Decreto sostegni. Stanziati 150 milioni per il 2022-2023 per gli indennizzi a tutti i danneggiati da vaccinazione Covid

Decreto sostegni. Stanziati 150 milioni per il 2022-2023 per gli indennizzi a tutti i danneggiati da vaccinazione Covid
La misura riguarda non solo chi è soggetto ad obbligo ma tutte le persone che si sono sottoposte a questa vaccinazione. Sarà un decreto di Ministero dela Salute e Mef a dover stabilire le modalità di monitoraggio annuale delle richieste di accesso agli indennizzi e dei relativi esiti. Autorizzate nuove assunzioni al Ministero della Difesa per potenziare la diagnostica molecolare dei tamponi Covid. Incrementato di 400 milioni il contributo statale alle spese per l'emergenza Covid sostenute dalle Regioni. LA BOZZA

I danneggiati da vaccinazione contro il Covid verranno risarciti dallo Stato.
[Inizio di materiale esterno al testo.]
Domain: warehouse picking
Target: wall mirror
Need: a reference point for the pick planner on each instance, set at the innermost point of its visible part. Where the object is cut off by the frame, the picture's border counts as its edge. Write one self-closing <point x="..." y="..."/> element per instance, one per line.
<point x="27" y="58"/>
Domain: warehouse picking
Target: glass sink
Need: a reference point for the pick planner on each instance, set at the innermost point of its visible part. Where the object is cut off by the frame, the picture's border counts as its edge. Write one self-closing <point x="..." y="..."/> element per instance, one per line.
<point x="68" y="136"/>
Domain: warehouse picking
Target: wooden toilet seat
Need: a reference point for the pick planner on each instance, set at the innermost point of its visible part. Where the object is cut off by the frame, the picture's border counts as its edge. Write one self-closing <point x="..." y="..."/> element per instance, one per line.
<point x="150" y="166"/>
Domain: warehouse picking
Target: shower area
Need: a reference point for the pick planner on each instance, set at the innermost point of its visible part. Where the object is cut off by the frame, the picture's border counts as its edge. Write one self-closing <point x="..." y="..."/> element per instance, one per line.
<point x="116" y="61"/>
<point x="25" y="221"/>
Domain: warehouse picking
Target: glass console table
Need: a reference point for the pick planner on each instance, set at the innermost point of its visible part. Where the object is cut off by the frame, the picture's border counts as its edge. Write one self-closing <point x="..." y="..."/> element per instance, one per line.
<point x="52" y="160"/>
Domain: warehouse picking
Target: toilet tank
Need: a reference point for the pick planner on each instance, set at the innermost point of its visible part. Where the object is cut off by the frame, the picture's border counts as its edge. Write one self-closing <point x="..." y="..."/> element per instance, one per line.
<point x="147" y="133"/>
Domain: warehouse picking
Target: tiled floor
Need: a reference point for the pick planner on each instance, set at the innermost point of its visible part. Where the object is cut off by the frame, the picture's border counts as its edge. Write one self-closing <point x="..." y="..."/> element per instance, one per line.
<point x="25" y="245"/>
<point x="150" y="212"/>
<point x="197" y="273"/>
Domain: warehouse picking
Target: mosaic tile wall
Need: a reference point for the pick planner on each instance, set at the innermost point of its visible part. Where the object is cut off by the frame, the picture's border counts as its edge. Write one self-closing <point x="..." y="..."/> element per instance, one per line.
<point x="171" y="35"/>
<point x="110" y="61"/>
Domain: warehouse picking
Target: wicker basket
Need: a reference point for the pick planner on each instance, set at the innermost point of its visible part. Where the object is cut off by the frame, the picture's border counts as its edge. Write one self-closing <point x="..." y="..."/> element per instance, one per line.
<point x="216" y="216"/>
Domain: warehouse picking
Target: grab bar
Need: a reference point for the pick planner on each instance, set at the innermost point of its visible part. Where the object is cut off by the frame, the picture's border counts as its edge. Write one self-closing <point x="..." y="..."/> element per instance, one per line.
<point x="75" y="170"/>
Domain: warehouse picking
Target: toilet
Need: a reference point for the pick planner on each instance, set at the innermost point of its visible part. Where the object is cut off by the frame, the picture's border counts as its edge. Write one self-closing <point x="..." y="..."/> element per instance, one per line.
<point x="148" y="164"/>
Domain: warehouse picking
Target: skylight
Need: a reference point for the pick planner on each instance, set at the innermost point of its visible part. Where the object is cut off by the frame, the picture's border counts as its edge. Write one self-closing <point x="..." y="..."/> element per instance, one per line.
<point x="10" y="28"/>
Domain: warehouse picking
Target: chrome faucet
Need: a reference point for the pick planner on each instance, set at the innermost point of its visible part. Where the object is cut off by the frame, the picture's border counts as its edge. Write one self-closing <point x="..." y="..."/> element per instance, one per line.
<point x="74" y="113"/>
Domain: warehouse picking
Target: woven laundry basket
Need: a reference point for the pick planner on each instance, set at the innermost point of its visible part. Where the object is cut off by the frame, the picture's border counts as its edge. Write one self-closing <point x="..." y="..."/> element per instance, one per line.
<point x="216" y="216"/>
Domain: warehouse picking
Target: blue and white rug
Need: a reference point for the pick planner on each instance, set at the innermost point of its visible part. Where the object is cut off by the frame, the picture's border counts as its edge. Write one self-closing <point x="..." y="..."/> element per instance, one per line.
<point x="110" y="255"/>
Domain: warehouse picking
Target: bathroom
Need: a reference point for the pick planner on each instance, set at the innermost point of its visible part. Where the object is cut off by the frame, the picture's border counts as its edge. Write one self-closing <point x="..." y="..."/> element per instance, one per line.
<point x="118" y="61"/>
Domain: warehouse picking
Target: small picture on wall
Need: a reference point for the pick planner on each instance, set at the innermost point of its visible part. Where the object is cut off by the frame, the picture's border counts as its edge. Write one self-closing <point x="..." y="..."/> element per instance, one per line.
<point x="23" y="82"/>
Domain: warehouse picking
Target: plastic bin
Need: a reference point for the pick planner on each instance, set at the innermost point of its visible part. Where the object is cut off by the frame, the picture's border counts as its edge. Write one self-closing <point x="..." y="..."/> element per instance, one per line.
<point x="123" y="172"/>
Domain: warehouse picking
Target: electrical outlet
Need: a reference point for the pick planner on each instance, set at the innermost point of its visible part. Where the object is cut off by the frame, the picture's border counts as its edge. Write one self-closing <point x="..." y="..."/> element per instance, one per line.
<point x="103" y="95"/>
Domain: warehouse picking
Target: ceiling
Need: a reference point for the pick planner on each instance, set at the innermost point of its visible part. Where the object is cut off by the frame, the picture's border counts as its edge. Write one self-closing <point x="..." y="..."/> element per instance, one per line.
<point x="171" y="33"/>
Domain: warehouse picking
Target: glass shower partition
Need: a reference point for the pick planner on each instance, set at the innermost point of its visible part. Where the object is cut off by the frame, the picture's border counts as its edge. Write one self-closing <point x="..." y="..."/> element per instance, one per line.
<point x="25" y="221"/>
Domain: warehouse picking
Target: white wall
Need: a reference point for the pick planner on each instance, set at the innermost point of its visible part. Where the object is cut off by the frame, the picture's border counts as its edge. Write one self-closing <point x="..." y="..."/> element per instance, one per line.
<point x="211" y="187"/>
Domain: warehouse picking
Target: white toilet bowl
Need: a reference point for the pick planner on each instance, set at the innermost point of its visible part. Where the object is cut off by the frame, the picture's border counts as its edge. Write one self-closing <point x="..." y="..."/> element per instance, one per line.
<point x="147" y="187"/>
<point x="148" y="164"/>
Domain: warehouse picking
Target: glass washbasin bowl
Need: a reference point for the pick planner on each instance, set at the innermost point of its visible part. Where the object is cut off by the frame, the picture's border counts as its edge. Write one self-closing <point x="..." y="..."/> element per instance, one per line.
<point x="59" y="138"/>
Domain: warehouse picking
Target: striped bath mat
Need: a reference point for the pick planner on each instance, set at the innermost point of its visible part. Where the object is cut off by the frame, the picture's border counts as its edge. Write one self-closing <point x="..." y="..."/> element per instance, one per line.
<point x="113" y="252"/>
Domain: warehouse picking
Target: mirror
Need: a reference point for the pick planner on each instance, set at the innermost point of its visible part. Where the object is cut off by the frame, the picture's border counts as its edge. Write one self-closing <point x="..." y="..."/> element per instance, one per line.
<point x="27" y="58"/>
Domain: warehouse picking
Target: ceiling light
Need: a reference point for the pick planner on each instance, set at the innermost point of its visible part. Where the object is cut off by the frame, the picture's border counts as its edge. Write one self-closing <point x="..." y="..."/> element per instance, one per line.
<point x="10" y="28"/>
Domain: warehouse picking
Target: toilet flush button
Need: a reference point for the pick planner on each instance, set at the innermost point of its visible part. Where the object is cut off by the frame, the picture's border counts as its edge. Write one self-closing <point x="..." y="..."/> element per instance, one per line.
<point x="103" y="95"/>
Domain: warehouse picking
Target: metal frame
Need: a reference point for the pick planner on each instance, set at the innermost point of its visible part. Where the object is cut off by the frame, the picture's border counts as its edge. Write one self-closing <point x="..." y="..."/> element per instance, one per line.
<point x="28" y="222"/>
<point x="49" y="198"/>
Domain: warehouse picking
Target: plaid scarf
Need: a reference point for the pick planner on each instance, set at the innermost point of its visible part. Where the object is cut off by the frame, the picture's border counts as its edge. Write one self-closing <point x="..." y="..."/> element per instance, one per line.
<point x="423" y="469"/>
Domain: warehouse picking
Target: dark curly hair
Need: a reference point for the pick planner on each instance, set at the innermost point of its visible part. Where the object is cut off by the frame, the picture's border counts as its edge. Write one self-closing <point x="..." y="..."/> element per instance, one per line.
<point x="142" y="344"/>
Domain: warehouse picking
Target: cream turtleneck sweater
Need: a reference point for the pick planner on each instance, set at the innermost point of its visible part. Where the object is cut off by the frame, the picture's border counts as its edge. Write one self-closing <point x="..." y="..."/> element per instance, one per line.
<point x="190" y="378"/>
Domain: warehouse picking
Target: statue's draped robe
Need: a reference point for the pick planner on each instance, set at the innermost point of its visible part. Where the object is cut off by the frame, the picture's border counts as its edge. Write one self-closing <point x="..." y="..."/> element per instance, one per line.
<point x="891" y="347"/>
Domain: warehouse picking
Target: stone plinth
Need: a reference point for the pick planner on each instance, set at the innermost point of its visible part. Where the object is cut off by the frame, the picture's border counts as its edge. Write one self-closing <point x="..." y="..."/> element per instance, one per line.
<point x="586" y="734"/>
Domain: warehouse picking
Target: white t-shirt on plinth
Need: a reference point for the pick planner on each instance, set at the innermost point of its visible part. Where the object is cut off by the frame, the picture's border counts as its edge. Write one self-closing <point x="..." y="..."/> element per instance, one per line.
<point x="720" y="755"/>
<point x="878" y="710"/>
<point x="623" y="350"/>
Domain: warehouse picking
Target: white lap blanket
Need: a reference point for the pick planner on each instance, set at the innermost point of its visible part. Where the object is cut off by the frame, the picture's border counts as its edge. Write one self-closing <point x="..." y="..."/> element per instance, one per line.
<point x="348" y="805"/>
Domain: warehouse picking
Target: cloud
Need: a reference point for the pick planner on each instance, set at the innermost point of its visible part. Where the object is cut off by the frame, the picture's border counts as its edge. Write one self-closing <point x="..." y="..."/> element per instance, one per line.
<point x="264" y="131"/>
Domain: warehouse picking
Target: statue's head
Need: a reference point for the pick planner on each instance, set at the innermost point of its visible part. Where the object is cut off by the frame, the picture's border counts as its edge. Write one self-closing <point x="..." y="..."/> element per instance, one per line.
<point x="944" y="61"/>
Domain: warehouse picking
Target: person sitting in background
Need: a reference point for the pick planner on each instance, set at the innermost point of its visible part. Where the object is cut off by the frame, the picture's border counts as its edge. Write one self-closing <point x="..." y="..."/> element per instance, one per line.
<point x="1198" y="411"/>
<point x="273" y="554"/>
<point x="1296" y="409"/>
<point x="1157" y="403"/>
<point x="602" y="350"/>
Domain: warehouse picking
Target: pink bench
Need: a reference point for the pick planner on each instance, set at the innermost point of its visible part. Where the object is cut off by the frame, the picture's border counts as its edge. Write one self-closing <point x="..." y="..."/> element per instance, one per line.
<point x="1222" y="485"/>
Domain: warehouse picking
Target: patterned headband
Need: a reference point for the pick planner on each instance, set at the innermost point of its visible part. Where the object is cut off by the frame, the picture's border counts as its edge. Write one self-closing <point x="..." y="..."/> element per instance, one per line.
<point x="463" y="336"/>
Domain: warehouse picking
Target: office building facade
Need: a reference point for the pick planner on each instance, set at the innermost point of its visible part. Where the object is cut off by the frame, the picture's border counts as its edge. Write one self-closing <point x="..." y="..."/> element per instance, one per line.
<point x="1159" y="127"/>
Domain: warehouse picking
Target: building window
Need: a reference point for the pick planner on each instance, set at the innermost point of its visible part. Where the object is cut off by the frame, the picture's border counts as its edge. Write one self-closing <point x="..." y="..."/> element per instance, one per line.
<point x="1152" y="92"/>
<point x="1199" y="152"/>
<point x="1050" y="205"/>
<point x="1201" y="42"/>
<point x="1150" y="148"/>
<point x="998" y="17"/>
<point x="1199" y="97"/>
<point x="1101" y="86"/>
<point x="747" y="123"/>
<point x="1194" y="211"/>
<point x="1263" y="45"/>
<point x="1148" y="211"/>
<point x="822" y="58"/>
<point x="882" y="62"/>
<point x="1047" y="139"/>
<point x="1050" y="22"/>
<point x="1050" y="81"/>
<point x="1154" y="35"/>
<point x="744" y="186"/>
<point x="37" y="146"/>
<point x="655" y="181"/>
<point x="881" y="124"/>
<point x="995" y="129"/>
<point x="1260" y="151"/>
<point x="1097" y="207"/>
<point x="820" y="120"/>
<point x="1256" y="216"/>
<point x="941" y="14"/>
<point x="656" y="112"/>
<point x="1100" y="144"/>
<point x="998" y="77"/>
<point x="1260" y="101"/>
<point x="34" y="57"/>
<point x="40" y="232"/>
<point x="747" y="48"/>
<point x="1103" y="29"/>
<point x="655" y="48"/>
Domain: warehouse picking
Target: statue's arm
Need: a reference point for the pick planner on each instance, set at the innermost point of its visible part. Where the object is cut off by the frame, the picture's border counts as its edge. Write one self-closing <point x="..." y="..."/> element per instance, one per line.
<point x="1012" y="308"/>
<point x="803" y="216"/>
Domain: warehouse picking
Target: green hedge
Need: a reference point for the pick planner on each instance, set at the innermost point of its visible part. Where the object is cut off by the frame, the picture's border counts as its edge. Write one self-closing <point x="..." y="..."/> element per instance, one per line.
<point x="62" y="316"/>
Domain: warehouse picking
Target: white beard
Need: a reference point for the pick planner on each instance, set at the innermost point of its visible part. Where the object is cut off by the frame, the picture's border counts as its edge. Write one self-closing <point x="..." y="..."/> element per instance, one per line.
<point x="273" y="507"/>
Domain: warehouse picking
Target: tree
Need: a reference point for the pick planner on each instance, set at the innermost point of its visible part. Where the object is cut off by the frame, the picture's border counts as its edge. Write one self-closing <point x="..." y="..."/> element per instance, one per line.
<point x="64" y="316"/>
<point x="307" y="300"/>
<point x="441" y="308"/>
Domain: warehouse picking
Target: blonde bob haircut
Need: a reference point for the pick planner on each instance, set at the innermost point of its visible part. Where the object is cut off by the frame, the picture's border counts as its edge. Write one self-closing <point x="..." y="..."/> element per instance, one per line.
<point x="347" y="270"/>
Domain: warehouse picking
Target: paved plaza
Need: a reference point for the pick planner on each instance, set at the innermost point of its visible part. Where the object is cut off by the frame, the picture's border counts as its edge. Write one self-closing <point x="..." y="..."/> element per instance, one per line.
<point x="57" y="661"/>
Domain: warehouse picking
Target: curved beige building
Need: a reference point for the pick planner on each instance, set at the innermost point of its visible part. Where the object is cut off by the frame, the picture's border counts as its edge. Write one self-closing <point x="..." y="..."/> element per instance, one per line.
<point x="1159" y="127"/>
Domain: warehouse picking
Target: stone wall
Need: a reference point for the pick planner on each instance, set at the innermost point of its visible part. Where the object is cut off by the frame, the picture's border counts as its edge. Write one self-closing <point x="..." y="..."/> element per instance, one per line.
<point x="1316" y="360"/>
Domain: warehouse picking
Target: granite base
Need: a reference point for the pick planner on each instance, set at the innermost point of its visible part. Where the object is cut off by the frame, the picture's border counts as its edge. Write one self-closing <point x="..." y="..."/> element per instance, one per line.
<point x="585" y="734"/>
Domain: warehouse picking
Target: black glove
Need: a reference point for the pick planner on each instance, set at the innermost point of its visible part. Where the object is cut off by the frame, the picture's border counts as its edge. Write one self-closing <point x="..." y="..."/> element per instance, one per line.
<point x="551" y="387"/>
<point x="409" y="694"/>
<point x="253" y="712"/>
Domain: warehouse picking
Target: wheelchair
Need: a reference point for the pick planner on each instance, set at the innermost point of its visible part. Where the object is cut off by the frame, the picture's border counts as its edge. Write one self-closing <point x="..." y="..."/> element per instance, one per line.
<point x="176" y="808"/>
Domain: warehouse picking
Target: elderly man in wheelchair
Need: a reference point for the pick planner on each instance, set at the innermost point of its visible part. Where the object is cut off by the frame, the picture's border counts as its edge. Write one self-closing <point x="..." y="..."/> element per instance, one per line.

La misura è contenuta nel Decreto sostegni all'esame del Consiglio dei Ministri. La misura prevede in particolare uno stanziamento di 50 milioni di euro per l’anno 2022 e 100 milioni di euro a decorrere dall’anno 2023, per indennizzare anche "coloro che abbiano riportato lesioni o infermità, dalle quali sia derivata una menomazione permanente della integrità psico-fisica, a causa della vaccinazione anti Sars-CoV2 raccomandata dall’autorità sanitaria italiana". Sarà un decreto di Ministero della Salute e Mef a stabilire le modalità di monitoraggio annuale delle richieste di accesso agli indennizzi e dei relativi esiti.
 
Inoltre, il Ministero della Difesa viene autorizzato ad assumere con contratto di lavoro subordinato a tempo indeterminato fino a un massimo di quindici unità di personale di livello non dirigenziale di Area terza, posizione economica F1, profilo professionale di funzionario tecnico per la biologia, la chimica e la fisica, il personale che ha superato le procedure concorsuali semplificate, per potenziare la diagnostica molecolare dei tamponi Covid. Per il potenziamento dei servizi sanitari militari e del Dipartimento scientifico del Celio necessario ad affrontare le eccezionali esigenze connesse all’andamento dell’epidemia da Covid in sinergia con il servizio sanitario nazionale mediante l’incremento delle attuali capacità di prevenzione, diagnostiche, diagnostiche molecolari, di sequenziamento, di profilassi e di cura, è autorizzata la spesa complessiva di euro 8 milioni per l’anno 2022 per l’adeguamento infrastrutturale e bioinformatico delle strutture nonché per l’approvvigionamento di dispositivi medici, macchinari e presìdi igienico-sanitari.


 


Nel testo finale dovrebbe poi essere stata inserita anche la riforma del fascicolo sanitario elettronico e della governance della sanità digitale presso il ministero della Salute.


 
Infine, viene incrementato di 400 milioni il contributo statale alle spese per l'emergenza sostenute dalle Regioni.